Department of Corrections

O.J. Simpson attorney fires back at Bondi

An attorney for O.J. Simpson went on a Twitter tirade over the weekend after Attorney General Pam Bondi announced Florida didn’t want the fallen football great.

Attorney Malcolm LaVergne advised Bondi via Twitter that Simpson “can and will move to Florida.” LaVernge then added “None of your business.”

LaVergne also predicted that Bondi would “lose her seat next year.”

It’s true that Bondi won’t be returning to the Florida Cabinet as attorney general next year. But that’s won’t have anything to do with where she thinks Simpson should live. Bondi can’t run for re-election, due to the state’s constitutional term limits.

“Florida AG had 70 days to comment on Simpson move,” LaVergne tweeted. “Realized opportunity to score political points. Will lose her seat next year.”

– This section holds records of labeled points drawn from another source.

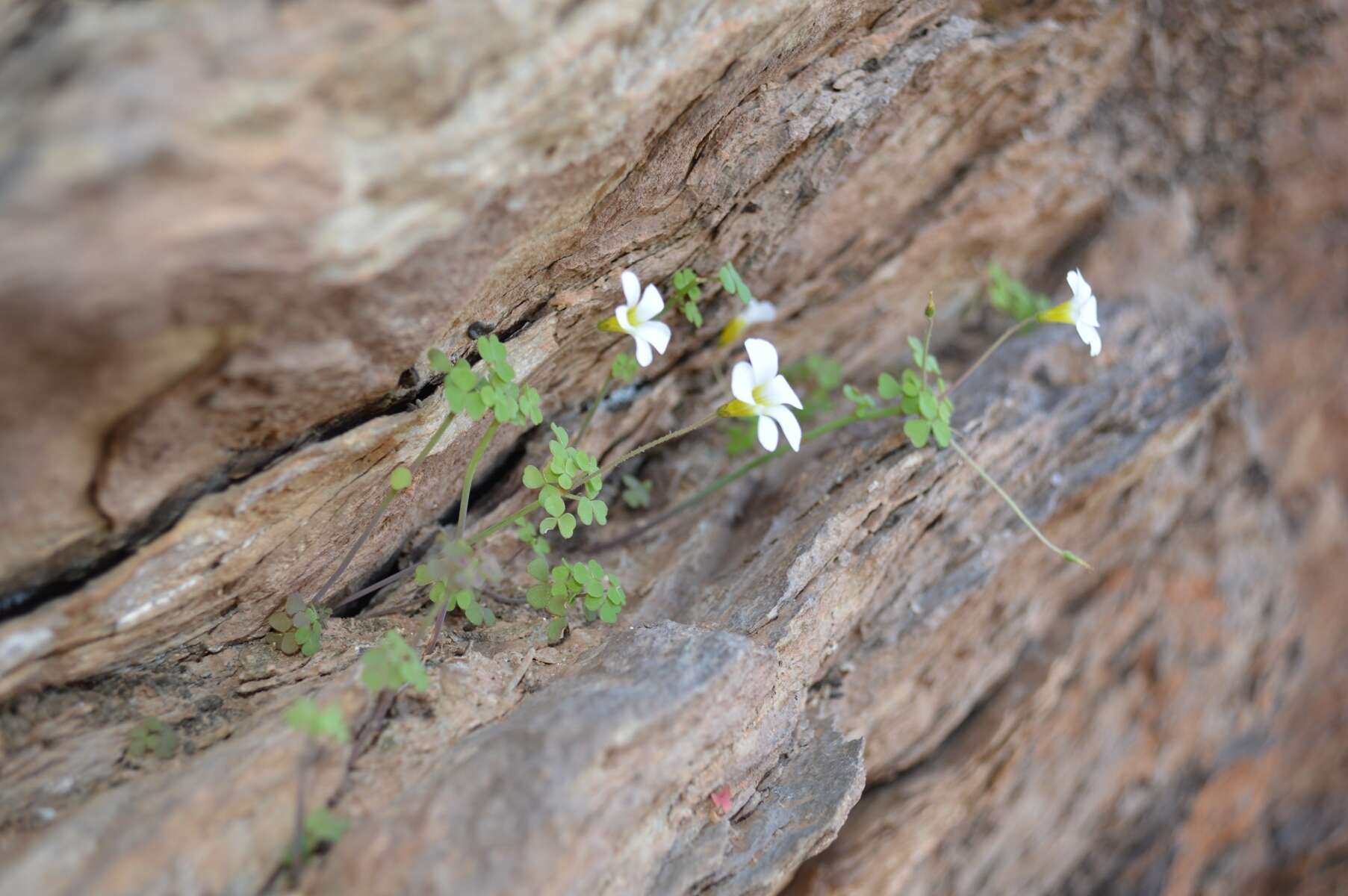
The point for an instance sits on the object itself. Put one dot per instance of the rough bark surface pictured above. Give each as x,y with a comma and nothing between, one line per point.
229,231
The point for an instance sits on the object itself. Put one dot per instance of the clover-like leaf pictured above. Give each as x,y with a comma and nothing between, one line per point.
552,499
624,368
889,387
532,477
567,524
926,405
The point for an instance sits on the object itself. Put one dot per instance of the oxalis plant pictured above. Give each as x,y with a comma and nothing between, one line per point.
567,485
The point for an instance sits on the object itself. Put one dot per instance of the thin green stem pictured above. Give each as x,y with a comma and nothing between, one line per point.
599,399
857,417
926,345
532,505
379,512
472,469
993,348
1066,556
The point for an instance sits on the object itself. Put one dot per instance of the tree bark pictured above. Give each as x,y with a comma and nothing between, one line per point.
231,231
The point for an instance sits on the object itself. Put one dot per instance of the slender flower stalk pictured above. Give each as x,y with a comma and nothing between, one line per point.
1064,554
379,512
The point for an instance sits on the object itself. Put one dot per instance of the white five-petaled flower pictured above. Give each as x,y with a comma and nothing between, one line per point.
636,318
754,313
760,391
1078,310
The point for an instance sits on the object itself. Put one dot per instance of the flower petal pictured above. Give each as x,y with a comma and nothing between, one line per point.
650,305
760,313
742,382
790,426
656,333
778,393
767,434
643,351
1091,336
1080,289
763,358
631,289
1085,311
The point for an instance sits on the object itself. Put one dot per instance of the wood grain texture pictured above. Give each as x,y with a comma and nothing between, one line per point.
229,231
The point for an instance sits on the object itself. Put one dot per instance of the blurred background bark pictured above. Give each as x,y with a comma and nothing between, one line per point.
229,231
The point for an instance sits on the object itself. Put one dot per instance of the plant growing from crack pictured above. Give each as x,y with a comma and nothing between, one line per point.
321,727
152,737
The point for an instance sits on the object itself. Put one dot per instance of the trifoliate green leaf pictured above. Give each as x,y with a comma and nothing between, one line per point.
463,378
912,383
889,387
552,499
926,405
624,368
537,596
538,569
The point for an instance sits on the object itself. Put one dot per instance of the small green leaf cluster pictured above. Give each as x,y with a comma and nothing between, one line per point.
497,391
298,628
559,588
686,293
527,532
455,574
306,717
323,827
391,665
933,407
624,368
815,379
152,736
636,494
568,469
1013,296
733,283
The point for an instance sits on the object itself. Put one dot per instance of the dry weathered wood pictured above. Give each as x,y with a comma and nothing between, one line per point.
228,234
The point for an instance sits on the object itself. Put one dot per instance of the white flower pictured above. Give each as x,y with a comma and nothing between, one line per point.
636,318
1078,310
760,391
754,313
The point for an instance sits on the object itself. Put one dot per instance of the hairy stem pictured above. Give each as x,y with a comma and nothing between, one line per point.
379,514
463,522
964,455
993,348
532,505
472,469
599,400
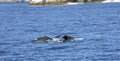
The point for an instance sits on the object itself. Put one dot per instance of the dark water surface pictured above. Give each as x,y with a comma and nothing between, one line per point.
99,24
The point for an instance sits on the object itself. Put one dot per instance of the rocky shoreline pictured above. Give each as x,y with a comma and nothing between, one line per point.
14,1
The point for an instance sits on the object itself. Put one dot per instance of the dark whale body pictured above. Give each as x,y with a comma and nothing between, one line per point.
62,38
44,38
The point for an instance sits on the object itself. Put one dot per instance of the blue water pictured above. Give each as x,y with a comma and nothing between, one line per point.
99,24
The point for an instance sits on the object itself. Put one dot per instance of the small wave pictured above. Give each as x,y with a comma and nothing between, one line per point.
58,48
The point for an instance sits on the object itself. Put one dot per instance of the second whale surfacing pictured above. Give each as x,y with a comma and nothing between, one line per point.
62,38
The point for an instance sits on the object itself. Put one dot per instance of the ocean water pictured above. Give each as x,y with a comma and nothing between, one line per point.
98,24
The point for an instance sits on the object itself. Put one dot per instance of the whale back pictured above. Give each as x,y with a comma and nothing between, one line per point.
44,38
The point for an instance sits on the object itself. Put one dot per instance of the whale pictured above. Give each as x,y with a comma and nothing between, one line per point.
62,38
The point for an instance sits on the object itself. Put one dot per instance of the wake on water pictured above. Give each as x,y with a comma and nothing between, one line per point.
61,40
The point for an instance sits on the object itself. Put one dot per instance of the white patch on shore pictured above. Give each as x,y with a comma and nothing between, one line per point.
107,1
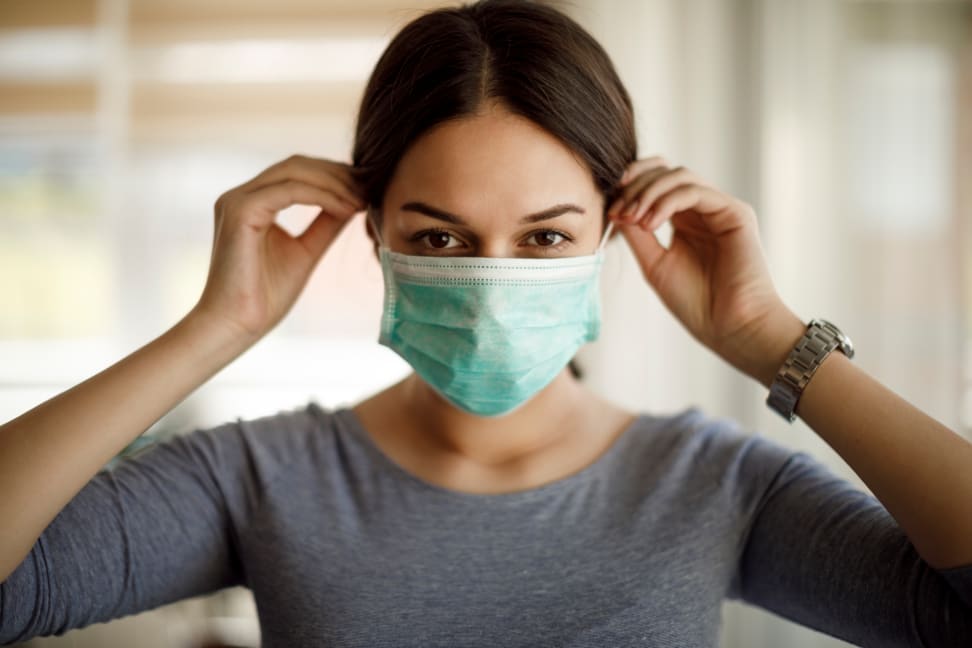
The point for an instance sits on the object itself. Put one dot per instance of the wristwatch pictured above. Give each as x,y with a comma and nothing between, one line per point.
821,338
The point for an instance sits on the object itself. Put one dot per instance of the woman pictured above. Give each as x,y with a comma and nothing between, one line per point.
490,498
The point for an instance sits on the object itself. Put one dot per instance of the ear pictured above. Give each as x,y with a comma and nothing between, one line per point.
371,228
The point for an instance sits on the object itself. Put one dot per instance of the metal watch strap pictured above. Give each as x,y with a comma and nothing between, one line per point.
820,339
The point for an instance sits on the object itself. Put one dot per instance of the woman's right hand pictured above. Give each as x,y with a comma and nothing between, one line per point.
257,269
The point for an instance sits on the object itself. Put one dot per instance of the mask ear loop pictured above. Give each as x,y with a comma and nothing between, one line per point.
605,236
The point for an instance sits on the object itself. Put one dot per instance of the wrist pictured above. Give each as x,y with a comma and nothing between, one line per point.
762,355
215,333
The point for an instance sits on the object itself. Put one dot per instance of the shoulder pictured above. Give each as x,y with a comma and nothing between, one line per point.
262,448
692,446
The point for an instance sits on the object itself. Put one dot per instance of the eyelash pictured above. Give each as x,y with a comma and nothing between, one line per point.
556,247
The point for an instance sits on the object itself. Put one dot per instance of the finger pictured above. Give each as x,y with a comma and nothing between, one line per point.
628,202
661,184
259,208
719,214
319,235
321,173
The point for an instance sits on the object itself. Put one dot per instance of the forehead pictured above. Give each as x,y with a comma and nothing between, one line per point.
496,157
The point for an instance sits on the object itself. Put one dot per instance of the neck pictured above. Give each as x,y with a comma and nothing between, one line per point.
545,420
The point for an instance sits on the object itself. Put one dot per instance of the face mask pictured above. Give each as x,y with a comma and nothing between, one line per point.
488,333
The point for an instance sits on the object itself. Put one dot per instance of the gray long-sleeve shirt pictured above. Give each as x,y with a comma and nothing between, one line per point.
343,547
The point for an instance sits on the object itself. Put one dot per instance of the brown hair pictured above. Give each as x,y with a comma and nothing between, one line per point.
531,58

Simpson, 70, was released early Sunday from the Lovelock Correction Center after serving nearly 10 years of a 33-year sentence for an armed robbery and kidnapping involving two sports memorabilia dealers in a Las Vegas hotel room.

LaVergne’s tweet storm came after Bondi on Friday issued a press release and three-page letter to Florida Department of Corrections Secretary Julie Jones objecting to Simpson’s relocation to the Sunshine State. Bondi told Jones that the state objected to Nevada granting Simpson permission to travel to Florida while on parole.

Simpson, who has children living in Florida, had a home in Miami that was foreclosed on in 2012. Tom Scotto, a friend of Simpson’s who lives in Naples and was referenced in Bondi’s letter to Jones, also has offered to house Simpson.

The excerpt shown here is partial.